Let us trace briefly the history of the development of industry, that we may see where this personal relationship is present, where absent, and what is the effect of its presence or absence.
Industry in its earliest forms was as simple as it is complex to-day.
The man who provided the capital was frequently the director, president, general manager and superintendent of the enterprise, and in some instances actually worked with his employees. These latter were few in number. They were usually born and brought up in the same community with their employer, his companion in school days, his friends and neighbors, often calling him as he did them by their first names.
There was daily contact between employer and employee, and naturally if any questions or causes for complaint arose on either side, they were taken up at the next chance meeting and adjusted.
Next came the partnership, a development necessary because more capital was required than a single individual cared to or was able to provide. Two or more partners were thus associated together, but otherwise the situation was not materially different from that just described, except that more employees were required.
With the invention of the steam engine and its application to railroads, which quickly began to make their way over the face of the earth; with the development of the steamboat, replacing to so large an extent the old sailing vessels and making possible the regular and frequent transportation of the products of the soil and of industry from one part of the world to another; with the perfecting of the telegraph, cable and telephone, there came the need for larger aggregations of capital in order to carry on the ever expanding industries that were required to keep pace with this growth.

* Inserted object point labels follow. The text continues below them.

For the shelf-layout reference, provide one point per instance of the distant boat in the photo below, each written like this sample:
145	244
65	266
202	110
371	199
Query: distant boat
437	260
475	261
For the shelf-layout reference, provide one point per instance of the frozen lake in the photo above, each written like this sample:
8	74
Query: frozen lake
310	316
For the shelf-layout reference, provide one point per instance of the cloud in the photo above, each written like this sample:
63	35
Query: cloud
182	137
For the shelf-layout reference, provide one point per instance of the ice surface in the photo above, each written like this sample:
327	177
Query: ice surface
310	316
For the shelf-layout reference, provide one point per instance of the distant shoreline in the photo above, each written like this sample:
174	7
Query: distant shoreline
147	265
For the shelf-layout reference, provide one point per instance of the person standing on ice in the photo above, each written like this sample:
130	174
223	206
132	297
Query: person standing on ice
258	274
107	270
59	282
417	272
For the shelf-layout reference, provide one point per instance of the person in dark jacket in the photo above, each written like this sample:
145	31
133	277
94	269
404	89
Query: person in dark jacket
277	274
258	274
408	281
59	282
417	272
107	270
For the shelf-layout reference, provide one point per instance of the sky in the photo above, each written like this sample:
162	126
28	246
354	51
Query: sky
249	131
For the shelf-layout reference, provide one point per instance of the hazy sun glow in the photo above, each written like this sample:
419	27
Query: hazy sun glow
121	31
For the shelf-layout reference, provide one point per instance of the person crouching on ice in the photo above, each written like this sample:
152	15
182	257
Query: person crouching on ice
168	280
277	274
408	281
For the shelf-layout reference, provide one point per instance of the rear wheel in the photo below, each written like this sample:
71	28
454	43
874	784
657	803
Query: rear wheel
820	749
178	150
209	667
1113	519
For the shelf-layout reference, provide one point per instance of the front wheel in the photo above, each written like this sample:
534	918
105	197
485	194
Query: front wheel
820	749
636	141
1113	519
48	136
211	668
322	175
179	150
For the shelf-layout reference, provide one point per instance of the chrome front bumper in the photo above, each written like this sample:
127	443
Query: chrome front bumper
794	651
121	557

This led to the development of the corporation, the capital for which was supplied in larger or smaller amounts by few or many individuals, thus making possible almost indefinite financial expansion. And this form of business has continued to grow, as commerce and industry have become not only national but international and world wide in their extent, until we have to-day the United States Steel Corporation, with its 120,000 stockholders and its 260,000 employees.
It stands to reason that corporations of such magnitude have necessarily become highly specialized.
The responsibility of an individual stockholder in a corporation is of course in proportion to his interest, but the function of the stockholders in general consists in casting their votes each year for the election of directors to represent their interests.